А роман – это история, что идет под парусом, наполненным этими ветрами; она отражает различные формы вдохновения и объединяет общим смыслом то, что мы воображаем и создаем в своем сознании. Но прежде всего роман – это сосуд, заключающий в себе полный жизни воображаемый мир, туда мы хотим иметь возможность попасть в любой момент. Романы состоят из фрагментов наших фантазий, которые помогают нам оказаться в мире книги и как можно быстрее забыть о скучном реальном мире. Чем больше мы пишем, тем богаче становятся эти фантазии, тем просторнее, совершеннее, насыщеннее и прекраснее становится этот воображаемый мир. Мы познаем этот мир, пока пишем, и чем лучше мы его узнаем, тем проще сохранить его в своем сознании. Если я нахожусь на середине романа и работается легко, я с легкостью вхожу в его мир фантазий. Ведь романы – это новые миры, куда мы входим, когда читаем их, и, наверное, существуем, когда их пишем: писатель придает книгам форму, он хочет, чтобы они выражали фантазии, его фантазии. Внимательному читателю они дарят счастье, хорошему писателю они дарят надежный, прочный новый мир, укрывшись в котором он будет счастлив в любой час дня. Если я подхожу к рабочему столу, на котором лежат мои тетради и ручка, и чувствую, что могу создать хотя бы маленькую часть того чудесного мира, я счастлив. Я мгновенно выхожу из привычного, банального мира и оказываюсь в другом – просторном и свободном, и обычно мне не хочется ни возвращаться в реальную жизнь, ни завершать роман, поскольку это будет означать, что я прекращаю созидать мир, который с каждой минутой становится все многограннее. Мои чувства похожи на просьбы некоторых читателей, которые говорят мне: «Пожалуйста, пусть новый роман будет подлиннее!» Я горжусь, что слышу эти слова в тысячи раз чаще, чем вечные слова издателей: «Пожалуйста, пишите покороче!»

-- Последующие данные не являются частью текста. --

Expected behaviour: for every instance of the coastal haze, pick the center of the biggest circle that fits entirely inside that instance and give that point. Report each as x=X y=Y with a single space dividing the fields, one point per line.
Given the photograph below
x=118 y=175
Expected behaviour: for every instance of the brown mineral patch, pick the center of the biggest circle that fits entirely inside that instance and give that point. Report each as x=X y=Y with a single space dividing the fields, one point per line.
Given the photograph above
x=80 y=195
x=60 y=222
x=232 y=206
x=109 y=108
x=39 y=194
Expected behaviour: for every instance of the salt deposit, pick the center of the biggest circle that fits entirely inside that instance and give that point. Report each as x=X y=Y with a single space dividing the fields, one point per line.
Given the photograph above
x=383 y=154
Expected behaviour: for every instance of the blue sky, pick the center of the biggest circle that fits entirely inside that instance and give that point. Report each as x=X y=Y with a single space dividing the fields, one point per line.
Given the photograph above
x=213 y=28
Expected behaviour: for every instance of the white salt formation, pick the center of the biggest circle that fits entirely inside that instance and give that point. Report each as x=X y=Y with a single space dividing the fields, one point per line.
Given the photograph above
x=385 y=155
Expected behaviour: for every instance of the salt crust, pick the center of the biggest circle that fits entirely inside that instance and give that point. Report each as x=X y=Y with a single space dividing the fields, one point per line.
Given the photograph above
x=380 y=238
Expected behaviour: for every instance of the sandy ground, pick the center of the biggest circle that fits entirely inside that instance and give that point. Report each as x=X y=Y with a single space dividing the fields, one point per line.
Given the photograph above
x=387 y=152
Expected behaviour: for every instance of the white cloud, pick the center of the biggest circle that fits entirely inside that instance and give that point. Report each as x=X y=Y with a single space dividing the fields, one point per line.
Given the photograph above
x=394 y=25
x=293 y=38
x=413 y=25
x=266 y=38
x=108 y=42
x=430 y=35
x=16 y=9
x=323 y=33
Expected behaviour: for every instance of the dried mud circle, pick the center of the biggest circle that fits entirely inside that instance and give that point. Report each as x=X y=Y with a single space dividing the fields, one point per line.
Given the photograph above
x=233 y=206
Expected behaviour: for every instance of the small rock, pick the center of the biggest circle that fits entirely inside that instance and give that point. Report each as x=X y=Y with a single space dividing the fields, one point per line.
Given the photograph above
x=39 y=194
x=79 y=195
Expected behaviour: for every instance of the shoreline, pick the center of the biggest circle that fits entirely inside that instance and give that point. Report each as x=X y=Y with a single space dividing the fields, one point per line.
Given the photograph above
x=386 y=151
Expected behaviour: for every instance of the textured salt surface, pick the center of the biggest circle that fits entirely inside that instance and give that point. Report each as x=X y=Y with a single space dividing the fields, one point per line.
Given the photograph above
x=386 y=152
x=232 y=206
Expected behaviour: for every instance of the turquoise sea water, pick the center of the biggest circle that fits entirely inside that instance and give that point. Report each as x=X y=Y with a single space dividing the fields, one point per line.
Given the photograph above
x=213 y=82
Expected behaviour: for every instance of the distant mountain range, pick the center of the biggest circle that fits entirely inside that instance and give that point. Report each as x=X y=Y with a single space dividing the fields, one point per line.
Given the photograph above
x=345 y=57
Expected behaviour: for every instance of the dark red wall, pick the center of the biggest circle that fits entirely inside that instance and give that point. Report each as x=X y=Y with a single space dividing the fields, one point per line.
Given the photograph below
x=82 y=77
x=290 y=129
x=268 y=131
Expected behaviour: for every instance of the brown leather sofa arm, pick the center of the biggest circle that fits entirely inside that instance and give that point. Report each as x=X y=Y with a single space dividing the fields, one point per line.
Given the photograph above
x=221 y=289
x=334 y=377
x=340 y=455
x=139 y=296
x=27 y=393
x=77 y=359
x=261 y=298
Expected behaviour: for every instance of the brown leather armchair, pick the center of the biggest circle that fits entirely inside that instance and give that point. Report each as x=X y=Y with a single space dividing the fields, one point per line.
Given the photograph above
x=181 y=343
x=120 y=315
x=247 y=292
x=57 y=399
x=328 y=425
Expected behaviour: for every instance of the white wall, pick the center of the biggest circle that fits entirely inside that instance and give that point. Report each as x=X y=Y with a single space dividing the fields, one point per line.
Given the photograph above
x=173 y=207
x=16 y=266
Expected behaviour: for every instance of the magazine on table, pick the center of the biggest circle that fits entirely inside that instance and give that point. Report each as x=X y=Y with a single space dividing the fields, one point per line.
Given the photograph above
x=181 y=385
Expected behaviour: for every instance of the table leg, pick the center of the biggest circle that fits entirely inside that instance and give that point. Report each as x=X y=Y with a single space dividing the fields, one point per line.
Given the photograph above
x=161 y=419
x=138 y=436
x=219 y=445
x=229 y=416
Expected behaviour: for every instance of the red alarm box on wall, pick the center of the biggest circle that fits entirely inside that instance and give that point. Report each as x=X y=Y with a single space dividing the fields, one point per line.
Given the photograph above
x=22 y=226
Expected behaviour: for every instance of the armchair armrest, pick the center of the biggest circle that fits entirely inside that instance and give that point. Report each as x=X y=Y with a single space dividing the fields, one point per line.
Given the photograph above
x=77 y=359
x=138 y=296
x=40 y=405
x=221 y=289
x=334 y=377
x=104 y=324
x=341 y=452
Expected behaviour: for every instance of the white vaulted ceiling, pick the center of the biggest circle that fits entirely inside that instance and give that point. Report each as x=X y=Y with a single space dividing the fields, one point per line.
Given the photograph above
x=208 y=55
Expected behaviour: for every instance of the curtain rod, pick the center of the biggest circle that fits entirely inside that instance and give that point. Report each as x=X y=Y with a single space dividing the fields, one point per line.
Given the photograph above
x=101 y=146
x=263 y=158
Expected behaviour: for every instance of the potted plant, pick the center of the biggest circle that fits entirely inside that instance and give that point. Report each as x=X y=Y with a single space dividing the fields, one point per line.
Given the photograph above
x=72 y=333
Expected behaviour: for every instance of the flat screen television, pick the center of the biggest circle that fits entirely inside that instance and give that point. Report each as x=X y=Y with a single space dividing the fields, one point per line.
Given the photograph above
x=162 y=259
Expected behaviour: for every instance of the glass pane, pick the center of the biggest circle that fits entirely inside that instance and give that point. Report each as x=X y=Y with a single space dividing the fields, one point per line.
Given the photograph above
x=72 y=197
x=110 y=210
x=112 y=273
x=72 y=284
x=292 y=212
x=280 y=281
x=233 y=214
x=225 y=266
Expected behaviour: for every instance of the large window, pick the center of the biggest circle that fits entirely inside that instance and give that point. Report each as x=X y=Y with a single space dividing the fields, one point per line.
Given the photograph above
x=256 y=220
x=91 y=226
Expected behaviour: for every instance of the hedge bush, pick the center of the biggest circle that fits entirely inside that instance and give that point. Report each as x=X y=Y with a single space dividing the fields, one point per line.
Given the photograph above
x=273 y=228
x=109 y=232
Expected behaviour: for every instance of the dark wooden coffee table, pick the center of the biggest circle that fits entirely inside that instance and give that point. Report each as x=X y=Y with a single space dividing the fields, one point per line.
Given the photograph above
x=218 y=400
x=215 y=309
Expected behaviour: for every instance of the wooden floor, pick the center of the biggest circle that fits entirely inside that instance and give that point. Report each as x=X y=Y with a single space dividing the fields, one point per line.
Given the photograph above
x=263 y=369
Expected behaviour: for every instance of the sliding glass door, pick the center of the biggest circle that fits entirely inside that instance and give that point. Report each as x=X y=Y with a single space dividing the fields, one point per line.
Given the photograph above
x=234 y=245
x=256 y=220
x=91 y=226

Как получается, что привычка, прихоть одного человека рождает то, что вызывает интерес у других людей? Те, кто читал «Имя мне – Красный», помнят, что в конце романа Шекюре говорит о том, что тот, кто пытается все объяснить, является глупцом. Я в данной ситуации разделяю мнение Шекюре, а не моего тезки, маленького героя по имени Орхан, над которым подсмеивается его мать. Но, если позволите, я все же совершу глупость, поведу себя как Орхан и попытаюсь объяснить, почему фантазии, что служат лекарством писателю, могут лечить и других людей: потому что если я целиком погрузился в свой роман и работа идет хорошо – если я сумел отгородиться от телефонных звонков, вопросов, требований и проблем повседневности, – то правила, по которым существует мой рай, где я пребываю со своей книгой и где можно свободно парить в воздухе, напоминают мне правила игр моего детства. Все становится проще, я словно нахожусь в мире, где могу заглянуть в каждый дом, машину, корабль, – все сделано из стекла; все предметы посвящают меня в свои тайны. Единственное, что мне остается делать, – предугадывать эти правила и слушать; с удовольствием наблюдать за тем, что происходит внутри домов; ездить на автобусах и машинах с моими героями и гулять по Стамбулу; а если мне вдруг становится скучно – смотреть на увиденное по-новому, меняя его; все, что мне остается делать, – быть счастливым, не заботясь ни о чем, ведь, пока я веселюсь как ребенок, я узнаю́ что-то новое.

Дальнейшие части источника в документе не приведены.